I have been so M.I.A. on the blog love lately. When I'm at this point in the 2ww, I feel like NOT talking about anything baby might help me. Does that make sense? As in, talking too much baby/preggo may jinx me. ;o)
I'm at ?dpo. The trigger shot seriously messes me up. So... if I had to guess... I'm 12dpo, but I'm not expecting AF until Saturday.
I think I've talked myself out of testing (hpt) this month. My doctor never asks for beta, and I truly don't think I can handle a negative test (but obviously, you can tell I'm already thinking in that direction). I'd rather AF let me know. Somehow that seems less painful, at the moment.

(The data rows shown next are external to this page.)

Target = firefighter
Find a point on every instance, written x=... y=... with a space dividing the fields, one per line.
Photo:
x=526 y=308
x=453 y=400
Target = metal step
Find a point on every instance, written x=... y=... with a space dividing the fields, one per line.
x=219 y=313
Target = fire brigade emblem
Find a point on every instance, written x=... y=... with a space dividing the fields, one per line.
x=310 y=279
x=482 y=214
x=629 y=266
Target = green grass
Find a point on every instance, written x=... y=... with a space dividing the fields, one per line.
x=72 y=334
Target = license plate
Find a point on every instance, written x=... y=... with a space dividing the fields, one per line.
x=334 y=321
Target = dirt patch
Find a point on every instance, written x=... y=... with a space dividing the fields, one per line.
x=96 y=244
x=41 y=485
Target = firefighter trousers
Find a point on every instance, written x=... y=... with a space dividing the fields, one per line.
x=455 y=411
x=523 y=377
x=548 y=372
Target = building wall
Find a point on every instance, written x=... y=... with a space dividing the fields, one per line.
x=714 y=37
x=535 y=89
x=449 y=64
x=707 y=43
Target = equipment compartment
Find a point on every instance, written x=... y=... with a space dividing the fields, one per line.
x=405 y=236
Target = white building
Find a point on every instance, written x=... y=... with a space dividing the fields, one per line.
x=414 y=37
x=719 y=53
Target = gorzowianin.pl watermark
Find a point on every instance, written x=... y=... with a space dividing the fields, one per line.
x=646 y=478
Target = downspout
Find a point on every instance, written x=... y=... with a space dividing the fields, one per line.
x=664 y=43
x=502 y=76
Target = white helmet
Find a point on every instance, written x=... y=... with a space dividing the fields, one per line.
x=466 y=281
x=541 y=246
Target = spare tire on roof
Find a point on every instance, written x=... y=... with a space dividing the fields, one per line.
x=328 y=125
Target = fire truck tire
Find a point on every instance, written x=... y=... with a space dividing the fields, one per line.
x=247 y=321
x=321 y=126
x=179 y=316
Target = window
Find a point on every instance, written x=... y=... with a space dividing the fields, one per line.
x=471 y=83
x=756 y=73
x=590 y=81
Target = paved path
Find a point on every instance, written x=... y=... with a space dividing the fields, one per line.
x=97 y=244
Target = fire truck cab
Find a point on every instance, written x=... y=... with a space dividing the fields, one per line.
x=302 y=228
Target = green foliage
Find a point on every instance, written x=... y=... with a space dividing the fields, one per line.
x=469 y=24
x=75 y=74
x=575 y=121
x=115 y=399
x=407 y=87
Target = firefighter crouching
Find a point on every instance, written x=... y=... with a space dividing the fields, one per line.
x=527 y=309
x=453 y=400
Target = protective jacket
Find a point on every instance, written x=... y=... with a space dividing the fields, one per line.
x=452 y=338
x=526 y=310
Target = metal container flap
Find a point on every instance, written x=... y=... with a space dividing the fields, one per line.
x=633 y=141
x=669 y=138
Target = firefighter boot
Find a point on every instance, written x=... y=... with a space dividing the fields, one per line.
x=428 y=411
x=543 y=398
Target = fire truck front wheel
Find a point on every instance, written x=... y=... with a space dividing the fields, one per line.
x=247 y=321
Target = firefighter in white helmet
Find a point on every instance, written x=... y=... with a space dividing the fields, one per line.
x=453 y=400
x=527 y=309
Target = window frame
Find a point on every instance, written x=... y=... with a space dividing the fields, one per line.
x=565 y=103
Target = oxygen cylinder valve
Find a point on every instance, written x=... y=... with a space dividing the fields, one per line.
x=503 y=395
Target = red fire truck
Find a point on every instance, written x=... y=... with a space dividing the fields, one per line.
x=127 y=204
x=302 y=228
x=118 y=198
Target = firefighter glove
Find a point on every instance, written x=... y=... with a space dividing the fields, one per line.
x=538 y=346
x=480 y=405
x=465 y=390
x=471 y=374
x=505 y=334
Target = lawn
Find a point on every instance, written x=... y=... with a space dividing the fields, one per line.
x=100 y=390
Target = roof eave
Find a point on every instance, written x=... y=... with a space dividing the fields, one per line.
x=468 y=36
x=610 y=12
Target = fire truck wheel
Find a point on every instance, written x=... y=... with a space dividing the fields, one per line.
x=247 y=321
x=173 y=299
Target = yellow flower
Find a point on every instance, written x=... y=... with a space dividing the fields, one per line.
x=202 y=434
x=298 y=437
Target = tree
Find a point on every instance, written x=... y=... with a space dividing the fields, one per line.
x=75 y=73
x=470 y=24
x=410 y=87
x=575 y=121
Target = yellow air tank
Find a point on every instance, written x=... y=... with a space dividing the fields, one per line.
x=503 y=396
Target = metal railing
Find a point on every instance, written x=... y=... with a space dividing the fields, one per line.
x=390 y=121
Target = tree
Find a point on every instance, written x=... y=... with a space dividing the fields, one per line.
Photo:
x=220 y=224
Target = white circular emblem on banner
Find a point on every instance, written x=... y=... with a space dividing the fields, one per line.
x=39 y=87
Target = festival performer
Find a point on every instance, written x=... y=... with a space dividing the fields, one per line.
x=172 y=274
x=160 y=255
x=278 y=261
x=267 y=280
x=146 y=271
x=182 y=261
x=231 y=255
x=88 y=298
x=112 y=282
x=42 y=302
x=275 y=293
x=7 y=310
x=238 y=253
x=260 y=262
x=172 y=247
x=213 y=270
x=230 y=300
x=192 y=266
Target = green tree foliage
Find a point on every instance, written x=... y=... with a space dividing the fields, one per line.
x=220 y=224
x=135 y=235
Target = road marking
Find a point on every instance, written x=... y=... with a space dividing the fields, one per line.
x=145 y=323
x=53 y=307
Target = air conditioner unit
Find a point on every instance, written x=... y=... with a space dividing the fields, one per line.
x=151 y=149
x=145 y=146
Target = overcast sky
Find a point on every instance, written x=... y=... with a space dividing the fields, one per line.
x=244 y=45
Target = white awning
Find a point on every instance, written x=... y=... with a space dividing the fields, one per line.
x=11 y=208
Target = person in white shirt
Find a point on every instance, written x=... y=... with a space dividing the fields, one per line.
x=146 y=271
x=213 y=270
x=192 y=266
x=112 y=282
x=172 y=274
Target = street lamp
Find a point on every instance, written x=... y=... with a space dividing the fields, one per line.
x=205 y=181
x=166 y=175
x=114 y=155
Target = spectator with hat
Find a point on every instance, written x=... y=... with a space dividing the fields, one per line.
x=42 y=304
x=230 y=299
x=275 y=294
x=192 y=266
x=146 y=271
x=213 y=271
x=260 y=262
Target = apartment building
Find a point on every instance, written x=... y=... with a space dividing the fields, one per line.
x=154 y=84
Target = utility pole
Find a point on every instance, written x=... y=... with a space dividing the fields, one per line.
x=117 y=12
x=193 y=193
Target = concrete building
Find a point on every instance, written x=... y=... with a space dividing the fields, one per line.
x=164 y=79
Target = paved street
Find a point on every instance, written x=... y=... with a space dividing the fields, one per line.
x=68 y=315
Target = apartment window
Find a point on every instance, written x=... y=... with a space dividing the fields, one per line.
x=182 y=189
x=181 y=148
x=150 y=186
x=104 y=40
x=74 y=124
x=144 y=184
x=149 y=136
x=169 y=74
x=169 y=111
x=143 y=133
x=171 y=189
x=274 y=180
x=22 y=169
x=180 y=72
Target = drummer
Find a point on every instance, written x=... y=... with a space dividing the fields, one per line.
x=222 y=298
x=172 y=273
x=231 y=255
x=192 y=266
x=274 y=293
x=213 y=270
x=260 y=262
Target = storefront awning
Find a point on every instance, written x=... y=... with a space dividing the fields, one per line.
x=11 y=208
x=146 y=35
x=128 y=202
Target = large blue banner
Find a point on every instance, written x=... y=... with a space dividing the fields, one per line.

Your 10dpo is like my 12 dpo. Sucks so bad. Good luck!
10 DPO - 14 DPO is hell that gets a little bit more hellish each day as you approach beta. Then the last hours feel like days and it's one giant mind f*ck.
Hang in there!! I'm glad you got the supps, you'll have peace of mind if nothing else, but hoping it's a BFP.
I'm glad you got some answers. I hope the suppositories work for you!
I'm glad you asked for the supp's. Since progesterone is so important, it surprises me that some RE's don't seem to pay as much attention as I think it deserves! And I agree, 10dpo is the worst. Especially since my LP is usually 13/14 days anyway, so I don't even have the luxury of having a short LP where 10 is the max!! (But I know longer LP's are better- I'm just sayin'!!)
Hang in there :) I can't believe this is our fourth injectible cycle and we're looking at ivf if it doesn't work. How the heck? I always thought making babies was so easy....
PS. Progesterone supp's delayed my cycle 48 hours (I stopped taking them on 16dpo and didn't start until 2 days later)...
Keep going, Basic. You can do it. I know these last few days feel like hell, but you're almost there.
My doctor was really iffy on the progesterone supplements, too. She also said that she usually doesn't prescribe them until someone is KU, but was willing to if I thought it would help. Her feeling is that they help more psychologically than physically. Whatever...I figure if there are no side effects in taking them, they can't hurt and at least I know I am doing everything that I can. GL!
Thinking of you... this place is such a hard place to be. The supps did delay my cycle by 6 days../ and I did have a lot of side effects from them.
I wish you so much hope.. and i am cheering from the sidelines.
I'm glad you were persistent and got the suppositories. My RE had the same reaction...that anything over 10 is ok. But the extra progesterone can't hurt, so why not?! I'm right behind you on this 2ww...it's TORTURE.
I'm really hoping for you! I'm glad you got the suppositories also, good job for being persistent. =)
I know how much our minds can play games with us during the 2ww, I am... I definitely am not... but I am... but maybe not, its CRAZY.
I hope that you most certainly are and hope the progesterone supplements help you out, good luck!
My beta is on Friday too, and I am literally crawling out of my skin. I can't take it much more.
My progesterone was 18.3 (my lowest to date) and the told me to do the supplements. It can't hurt. I'm glad you called about it.